1

Suppose that we are interested in the following model: $$y_i=\beta_1+\beta_2x_{i2}+\beta_3x_{i3}+u_i$$

Here, there is a dummy variable $d_i$.

I am wondering whether the following estimators are equivalent:

[OLS using only the observations with $d_i=1$] versus [OLS $d_iy_i$ on $d_i1,\;d_ix_{i2},\; d_ix_{i2}$]

That is, using the subset versus using the dummy-interacted variables.

When I run the both cases, the former yields a consistent estimator but the latter does not.

(even though the values of the dummy is random assignment)

the example R code is as follows:

x2 <- rnorm(100000, 2, 1)
x3 <- rnorm(100000, 1.5, 1)
x4 <- rbinom(100000, 1, 0.5)
y <- 1+2*x2+2*x3+rnorm(10000)
dt <- data.frame(y = y, x2 = x2, x3 = x3)
est <- lm(y~x2+x3, data= dt, subset = (x4 == 1))
summary(est)
nobs(est)

dt4 <- data.frame(y = yx4, x2 = x2x4, x3 = x3*x4, x4=x4) est4 <- lm(y~x2+x3, data= dt4) summary(est4) nobs(est4)

Is there a way to do the same estimation without throwing away some of the data?
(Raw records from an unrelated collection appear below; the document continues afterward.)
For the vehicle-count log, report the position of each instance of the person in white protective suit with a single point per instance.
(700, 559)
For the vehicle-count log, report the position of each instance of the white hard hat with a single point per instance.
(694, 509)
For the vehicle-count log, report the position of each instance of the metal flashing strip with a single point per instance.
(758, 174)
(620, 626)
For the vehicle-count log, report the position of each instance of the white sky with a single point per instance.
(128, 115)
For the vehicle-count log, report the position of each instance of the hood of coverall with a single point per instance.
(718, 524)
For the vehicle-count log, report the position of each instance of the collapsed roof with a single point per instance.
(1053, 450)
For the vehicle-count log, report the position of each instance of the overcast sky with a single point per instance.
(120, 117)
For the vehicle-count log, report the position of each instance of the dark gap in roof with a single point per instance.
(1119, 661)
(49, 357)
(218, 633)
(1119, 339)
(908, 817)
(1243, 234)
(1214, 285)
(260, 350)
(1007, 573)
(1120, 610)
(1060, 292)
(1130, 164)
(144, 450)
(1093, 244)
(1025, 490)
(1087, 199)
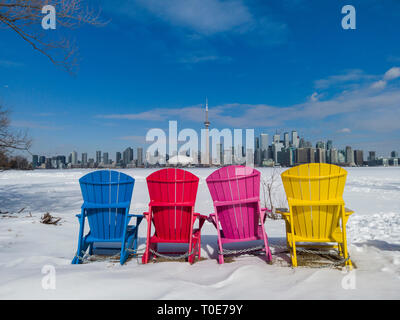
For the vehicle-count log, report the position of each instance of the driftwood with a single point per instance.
(47, 218)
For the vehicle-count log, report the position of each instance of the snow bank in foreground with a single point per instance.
(27, 245)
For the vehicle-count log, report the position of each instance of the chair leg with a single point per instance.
(294, 255)
(267, 249)
(192, 257)
(220, 256)
(199, 248)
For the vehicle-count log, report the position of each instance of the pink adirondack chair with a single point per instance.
(238, 216)
(171, 211)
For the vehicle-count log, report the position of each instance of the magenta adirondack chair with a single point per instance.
(238, 216)
(171, 211)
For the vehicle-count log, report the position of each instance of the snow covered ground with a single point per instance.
(26, 246)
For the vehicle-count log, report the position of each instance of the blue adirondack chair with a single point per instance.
(107, 197)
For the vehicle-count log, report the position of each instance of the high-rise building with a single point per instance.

Why do they have different results?

Why the latter yields worse results despite the large number of observations?

M.C. Park
  • 925
  • 1
    Please provide a reproducible example so that we can see what's going on. Please do that via the code {} tool on the toolbar. – EdM May 13 '22 at 13:49
  • Sorry about the omitted part. I added the code! – M.C. Park May 13 '22 at 13:57
  • Why would you expect the two approaches return similar results? If you look at what dt4 actually contains, you will find a number of rows filled with zeros. That is what is causing the difference. – Richard Hardy May 13 '22 at 14:00
  • @RichardHardy The reason is that in a textbook, I found a sentence that seems to imply the equivalence of the two estimations. But, I also think that there is no specific reason for that. – M.C. Park May 13 '22 at 15:32
  • I see. The textbook may contain a poorly formulated statement, or you might have misread it. – Richard Hardy May 13 '22 at 15:40
  • There are many similar questions here, see the links at https://stats.stackexchange.com/questions/574854/separating-datasets-vs-one-dataset-with-extra-categorical-feature#comment1061323_574854 – kjetil b halvorsen May 13 '22 at 15:47

2 Answers2

1

The way that you structured df4 you effectively only included interaction (product) terms between the binary x4 and the original x2 and x3 predictors, while omitting the "main effects." That's generally poor practice, except in very limited circumstances. See this page for extensive discussion. If you structure that regression properly, e.g.:

est2 <- lm(y~(x2+x3)*x4, data= dt)

then all will make sense.

EdM
  • 92,183
  • 10
  • 92
  • 267
0

The answer: The two regression should be the same because $$[\sum_{i:d_i=1} x_ix_i']^{-1}[\sum_{i:d_i=1}x_iy_i]$$ using only the subsample with $d_i=1$ is equivalent to $$[\sum_{i=1}^N x_id_ix_i']^{-1}[\sum_{i=1}^Nx_id_iy_i]$$. The reason for the different results from the R code above is that the lm function do not make the interaction in the "intercept term".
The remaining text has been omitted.